No, this article is not about how to give a wedgie or even wedgie videos. Instead, this is an interview with Porter Haney, an entrepreneur and founder of wedgies.com, a polling platform for the real time web.
Similar to our interview with Neil Patel, we’ve asked Porter a few questions with the hope that his answers will provide good advice for those currently in high school or college but wish to eventually become an entrepreneur.
After this post, go check out wedgies.com and become a wedgie boy or a wedgie girl. Sounds weird, I know. Anyways, enjoy the interview.
1. Can you share your background with the audience and what you’re up to currently?
I’m a passionate skier, photographer and entrepreneur. I recount our outdoor adventures atFamousInternetSkiers.com and am currently building wedgies.com, a polling platform for the real time web. We’re part of the burgeoning #vegastech startup scene and Downtown Project, an initiative to make Las Vegas the largest community focused city in the world.
2. Thinking back to your time in High School and College, what classes or training do you suggest for students aspiring to become entrepreneurs one day?
I relate entrepreneurship to the simplest forms of education.
When you’re in grade school you’re learning simple skills – how to make friends, how to socialize, how to communicate. At it’s core, entrepreneurship is about building lasting relationships through business.

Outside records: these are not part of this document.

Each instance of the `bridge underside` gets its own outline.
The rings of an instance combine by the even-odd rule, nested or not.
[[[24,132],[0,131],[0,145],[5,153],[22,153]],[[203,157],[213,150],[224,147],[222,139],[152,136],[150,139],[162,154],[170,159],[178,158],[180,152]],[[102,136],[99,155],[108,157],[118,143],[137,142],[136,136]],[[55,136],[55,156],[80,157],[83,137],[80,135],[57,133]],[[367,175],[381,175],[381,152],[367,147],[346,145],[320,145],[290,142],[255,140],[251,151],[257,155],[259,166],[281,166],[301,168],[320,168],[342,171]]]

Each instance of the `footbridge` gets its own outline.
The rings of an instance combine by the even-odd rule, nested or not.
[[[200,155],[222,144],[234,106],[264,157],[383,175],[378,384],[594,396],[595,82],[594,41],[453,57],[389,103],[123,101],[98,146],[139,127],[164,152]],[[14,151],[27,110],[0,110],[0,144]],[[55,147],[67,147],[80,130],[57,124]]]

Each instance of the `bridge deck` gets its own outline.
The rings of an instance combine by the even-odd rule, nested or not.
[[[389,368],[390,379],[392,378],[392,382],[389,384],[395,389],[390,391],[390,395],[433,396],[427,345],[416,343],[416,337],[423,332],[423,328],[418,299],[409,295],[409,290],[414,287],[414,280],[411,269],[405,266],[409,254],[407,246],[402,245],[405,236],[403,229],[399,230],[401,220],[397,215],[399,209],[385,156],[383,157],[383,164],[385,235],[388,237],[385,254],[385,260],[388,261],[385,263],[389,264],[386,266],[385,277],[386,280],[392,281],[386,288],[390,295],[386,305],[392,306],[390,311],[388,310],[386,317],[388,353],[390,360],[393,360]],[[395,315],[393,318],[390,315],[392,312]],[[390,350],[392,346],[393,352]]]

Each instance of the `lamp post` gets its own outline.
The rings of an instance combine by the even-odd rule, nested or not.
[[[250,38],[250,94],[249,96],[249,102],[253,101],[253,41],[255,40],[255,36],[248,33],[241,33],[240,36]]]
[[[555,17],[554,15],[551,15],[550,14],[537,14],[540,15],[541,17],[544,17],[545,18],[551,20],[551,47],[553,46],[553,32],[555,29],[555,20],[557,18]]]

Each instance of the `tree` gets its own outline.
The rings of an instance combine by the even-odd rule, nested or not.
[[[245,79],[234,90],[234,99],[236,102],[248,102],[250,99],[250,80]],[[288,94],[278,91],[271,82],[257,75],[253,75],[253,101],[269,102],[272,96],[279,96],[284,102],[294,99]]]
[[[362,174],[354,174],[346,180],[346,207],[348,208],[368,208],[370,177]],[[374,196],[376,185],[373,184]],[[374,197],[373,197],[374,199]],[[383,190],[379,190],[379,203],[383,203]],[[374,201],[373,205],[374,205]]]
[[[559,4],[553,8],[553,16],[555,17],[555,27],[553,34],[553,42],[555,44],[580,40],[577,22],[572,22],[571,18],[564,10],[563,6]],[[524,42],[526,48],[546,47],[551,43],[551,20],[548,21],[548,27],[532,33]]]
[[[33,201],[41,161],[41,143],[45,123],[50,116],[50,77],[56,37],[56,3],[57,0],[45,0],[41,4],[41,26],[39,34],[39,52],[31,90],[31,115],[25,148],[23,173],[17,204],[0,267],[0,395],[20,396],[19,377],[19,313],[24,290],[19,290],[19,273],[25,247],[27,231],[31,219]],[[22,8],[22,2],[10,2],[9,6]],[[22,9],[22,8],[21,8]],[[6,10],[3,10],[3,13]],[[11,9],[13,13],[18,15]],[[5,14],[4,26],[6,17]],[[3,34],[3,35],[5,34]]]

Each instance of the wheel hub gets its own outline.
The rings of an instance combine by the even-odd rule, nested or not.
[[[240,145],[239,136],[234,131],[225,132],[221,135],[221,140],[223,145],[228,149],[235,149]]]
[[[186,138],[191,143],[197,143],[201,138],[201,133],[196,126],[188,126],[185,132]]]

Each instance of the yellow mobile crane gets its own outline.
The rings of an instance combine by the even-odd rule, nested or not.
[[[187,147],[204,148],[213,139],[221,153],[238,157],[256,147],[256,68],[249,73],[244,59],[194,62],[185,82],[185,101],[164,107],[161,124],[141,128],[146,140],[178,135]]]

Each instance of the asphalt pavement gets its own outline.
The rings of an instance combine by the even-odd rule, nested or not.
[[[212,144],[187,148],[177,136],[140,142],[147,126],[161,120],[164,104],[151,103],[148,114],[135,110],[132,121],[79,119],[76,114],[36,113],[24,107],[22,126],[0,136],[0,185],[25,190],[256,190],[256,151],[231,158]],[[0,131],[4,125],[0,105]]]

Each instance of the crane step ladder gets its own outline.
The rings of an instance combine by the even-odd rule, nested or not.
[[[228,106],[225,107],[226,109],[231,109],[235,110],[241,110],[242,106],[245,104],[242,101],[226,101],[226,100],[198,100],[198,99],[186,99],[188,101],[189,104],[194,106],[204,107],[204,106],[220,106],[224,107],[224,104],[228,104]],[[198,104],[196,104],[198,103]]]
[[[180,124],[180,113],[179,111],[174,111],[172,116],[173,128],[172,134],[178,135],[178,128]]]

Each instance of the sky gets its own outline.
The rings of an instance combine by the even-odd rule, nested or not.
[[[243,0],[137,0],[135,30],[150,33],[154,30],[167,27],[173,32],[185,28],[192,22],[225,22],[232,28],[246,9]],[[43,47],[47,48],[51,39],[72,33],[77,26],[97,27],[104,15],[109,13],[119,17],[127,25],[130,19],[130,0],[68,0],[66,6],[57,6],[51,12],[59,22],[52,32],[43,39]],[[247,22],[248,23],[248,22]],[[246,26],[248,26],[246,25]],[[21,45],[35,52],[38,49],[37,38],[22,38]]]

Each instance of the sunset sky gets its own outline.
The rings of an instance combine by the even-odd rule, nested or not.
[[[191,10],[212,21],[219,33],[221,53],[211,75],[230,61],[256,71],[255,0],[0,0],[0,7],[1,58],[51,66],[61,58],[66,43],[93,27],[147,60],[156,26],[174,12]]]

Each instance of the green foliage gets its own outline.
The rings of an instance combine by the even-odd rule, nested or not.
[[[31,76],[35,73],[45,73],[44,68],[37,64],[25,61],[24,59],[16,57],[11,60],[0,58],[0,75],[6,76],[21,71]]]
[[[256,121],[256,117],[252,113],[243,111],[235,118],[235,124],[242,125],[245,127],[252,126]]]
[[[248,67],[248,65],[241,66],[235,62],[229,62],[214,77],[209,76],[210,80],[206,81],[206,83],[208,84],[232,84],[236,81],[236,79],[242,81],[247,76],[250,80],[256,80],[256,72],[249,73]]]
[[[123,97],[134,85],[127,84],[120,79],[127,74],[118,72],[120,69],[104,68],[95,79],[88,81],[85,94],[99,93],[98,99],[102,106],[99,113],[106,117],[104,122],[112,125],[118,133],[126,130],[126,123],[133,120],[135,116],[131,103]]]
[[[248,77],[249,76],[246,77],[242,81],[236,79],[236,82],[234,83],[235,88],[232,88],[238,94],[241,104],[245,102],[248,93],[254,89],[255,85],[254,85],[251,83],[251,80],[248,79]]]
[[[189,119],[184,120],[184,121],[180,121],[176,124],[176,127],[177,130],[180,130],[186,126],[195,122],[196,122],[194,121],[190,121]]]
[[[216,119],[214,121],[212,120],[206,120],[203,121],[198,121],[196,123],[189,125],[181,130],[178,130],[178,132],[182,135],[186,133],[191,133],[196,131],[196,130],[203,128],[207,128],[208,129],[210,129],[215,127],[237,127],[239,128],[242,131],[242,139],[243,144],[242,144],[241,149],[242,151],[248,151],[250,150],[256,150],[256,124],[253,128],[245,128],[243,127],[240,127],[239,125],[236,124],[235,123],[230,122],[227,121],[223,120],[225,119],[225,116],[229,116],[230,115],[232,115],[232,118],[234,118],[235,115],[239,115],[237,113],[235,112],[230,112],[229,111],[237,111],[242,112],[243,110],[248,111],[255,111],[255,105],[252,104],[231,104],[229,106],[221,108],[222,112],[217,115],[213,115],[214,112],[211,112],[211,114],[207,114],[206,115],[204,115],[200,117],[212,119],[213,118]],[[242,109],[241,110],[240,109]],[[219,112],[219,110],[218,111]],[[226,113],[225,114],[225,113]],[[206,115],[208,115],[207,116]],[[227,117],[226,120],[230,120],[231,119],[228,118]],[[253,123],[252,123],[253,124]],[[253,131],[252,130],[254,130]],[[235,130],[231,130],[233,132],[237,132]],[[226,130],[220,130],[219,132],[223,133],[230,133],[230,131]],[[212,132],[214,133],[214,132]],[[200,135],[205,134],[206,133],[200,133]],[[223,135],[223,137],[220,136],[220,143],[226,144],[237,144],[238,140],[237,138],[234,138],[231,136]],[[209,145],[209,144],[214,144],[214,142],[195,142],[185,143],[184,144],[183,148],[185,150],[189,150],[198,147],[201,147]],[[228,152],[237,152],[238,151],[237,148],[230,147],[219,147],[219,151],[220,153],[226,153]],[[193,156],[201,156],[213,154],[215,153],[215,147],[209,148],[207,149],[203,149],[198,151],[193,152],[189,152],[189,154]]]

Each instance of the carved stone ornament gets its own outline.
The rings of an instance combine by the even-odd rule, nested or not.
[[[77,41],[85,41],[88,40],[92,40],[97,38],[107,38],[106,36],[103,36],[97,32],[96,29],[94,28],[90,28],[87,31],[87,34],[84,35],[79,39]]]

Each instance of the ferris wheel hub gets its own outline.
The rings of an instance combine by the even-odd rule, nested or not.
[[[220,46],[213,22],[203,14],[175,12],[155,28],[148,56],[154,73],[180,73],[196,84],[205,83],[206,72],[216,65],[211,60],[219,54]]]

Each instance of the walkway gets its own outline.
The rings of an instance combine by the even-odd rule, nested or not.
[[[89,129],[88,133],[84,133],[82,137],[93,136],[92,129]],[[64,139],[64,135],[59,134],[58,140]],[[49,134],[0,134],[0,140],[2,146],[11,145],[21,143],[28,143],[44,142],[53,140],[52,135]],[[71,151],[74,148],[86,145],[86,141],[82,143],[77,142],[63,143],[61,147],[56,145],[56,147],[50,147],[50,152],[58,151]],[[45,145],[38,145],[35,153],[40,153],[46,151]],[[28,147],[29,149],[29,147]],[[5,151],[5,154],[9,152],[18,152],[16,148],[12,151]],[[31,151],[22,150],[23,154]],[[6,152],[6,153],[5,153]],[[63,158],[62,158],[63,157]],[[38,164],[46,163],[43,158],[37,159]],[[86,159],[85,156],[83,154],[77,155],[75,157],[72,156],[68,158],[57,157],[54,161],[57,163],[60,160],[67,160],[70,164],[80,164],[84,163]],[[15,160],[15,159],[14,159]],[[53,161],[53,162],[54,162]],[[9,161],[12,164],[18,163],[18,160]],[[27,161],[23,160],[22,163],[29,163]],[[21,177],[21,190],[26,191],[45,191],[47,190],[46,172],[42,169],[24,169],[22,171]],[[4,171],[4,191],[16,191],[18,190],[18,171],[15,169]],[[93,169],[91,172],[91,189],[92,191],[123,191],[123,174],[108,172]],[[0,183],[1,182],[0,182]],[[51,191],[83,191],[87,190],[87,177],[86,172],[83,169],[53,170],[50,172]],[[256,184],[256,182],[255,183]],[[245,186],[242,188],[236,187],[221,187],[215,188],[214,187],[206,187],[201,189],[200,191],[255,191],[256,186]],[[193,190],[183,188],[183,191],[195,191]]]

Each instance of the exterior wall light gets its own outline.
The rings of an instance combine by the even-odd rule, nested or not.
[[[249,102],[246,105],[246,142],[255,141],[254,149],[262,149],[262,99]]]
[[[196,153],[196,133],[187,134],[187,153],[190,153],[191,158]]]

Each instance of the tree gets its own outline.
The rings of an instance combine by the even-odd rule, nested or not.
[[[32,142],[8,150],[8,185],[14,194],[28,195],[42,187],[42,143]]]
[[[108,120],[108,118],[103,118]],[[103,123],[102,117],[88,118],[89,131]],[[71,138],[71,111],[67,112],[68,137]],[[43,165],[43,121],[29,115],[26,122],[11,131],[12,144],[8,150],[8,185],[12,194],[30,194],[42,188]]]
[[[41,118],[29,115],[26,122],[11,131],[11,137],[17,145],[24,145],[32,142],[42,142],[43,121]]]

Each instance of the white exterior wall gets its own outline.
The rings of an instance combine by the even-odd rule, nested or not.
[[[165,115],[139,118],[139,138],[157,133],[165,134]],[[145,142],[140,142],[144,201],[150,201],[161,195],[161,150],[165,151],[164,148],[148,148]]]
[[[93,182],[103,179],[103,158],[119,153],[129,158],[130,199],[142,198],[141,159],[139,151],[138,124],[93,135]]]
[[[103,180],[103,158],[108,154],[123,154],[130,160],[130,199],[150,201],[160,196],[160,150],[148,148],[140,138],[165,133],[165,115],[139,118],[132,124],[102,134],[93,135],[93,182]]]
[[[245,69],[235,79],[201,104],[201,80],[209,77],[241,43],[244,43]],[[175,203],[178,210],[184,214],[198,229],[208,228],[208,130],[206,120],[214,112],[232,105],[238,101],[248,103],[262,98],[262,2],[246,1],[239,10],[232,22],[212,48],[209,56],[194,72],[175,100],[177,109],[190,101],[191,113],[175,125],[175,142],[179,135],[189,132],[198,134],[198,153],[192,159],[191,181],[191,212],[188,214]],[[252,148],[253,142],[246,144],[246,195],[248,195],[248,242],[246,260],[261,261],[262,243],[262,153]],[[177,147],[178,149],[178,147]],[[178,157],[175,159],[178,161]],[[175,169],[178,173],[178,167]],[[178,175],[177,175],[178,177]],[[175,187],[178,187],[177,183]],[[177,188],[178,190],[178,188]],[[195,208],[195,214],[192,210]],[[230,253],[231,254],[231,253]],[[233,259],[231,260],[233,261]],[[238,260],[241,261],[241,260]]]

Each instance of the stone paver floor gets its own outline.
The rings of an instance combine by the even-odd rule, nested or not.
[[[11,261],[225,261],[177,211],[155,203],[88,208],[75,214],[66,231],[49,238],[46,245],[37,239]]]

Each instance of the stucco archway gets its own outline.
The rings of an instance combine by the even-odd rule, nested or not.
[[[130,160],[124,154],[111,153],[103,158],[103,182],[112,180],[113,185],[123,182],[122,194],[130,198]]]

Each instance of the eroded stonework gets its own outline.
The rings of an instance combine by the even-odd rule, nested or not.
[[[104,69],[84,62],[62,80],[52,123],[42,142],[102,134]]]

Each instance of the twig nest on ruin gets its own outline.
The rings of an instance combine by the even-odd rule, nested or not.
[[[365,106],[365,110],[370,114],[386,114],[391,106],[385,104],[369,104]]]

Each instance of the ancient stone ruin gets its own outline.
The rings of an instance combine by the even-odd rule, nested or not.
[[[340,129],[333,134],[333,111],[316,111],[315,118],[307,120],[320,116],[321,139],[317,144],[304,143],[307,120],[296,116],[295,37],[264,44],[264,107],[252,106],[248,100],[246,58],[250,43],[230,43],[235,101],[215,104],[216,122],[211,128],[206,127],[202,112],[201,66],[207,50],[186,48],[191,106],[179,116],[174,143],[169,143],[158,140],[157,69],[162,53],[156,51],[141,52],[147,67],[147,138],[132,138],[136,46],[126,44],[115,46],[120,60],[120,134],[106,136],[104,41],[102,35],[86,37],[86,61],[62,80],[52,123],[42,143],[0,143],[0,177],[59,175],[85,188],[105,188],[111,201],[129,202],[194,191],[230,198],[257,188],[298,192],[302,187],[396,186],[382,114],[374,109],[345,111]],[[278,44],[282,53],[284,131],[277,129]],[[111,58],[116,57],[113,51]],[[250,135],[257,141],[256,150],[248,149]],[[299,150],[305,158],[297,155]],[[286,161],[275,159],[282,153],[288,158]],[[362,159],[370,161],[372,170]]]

These skills are very human, and things you might pickup in the halls of school as well as in the classroom.
I’d encourage students to find something they’re passionate about, people they want to surround themselves with while they chase that passion, and a patience and resilience to chase that passion for a long time.
3. So, a tutor is kind of like a mentor. What mentors did you have and what affect did they have on your career of life decisions?
Entrepreneurship is a skill best taught through mentor and peer networks. You can’t learn every entrepreneurship lesson by reading a book or talking with other potential entrepreneurs. You need seasoned people, who’ve been through similar businesses and experiences. They’ll be the best guiding light for you as you try to tackle new problems.
4. Any final career advice for the budding entrepreneur in High School or College?
I believe in a few core rules and try to follow them in most aspects of what I do. Treat others the way you want to be treated. And, two wrongs don’t make a right. I believe that following these types of rules, while working hard, creates sustainable success that you can be proud of as an individual and a business.